When Hakumei and Mikochi go to visit Konju the next day, she’s sick with a cold. The girls insist that Konju have some of Mikochi’s pear jam as it’s good for the throat, which she does. Konju decides to play her lyre more and sing a little less, and Mikochi will help by singing with her soprano voice. When the times comes for both girls to perform, everyone is amazed at how well the two ladies’ voices complement each other.
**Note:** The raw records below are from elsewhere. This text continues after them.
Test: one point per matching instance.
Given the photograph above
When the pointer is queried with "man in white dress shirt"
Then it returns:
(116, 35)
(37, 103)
But that’s not the neatest part about their duet. As Hakumei explains earlier in the episode, the original purpose of the festival was to celebrate something called tsukumogami. They are tools which have acquired their own spirits after about 100 years of use. So when Konju and Mikochi are singing together, a lot of the objects in the market around them start to come to life and move of their own accord. Tables, tools, chairs, and so on. It’s neat and a little freaky at the same time – I know if my dishware started to dance around I’d definitely be freaked out. ^^;;
In the second episode, things take a turn for the weird. Hakumei is fishing and Mikochi is trying to drag her home. Suddenly Hakumei sees a giant skeletal fish and Mikochi faints. A woman shows up and brings Mikochi back to her home nearby.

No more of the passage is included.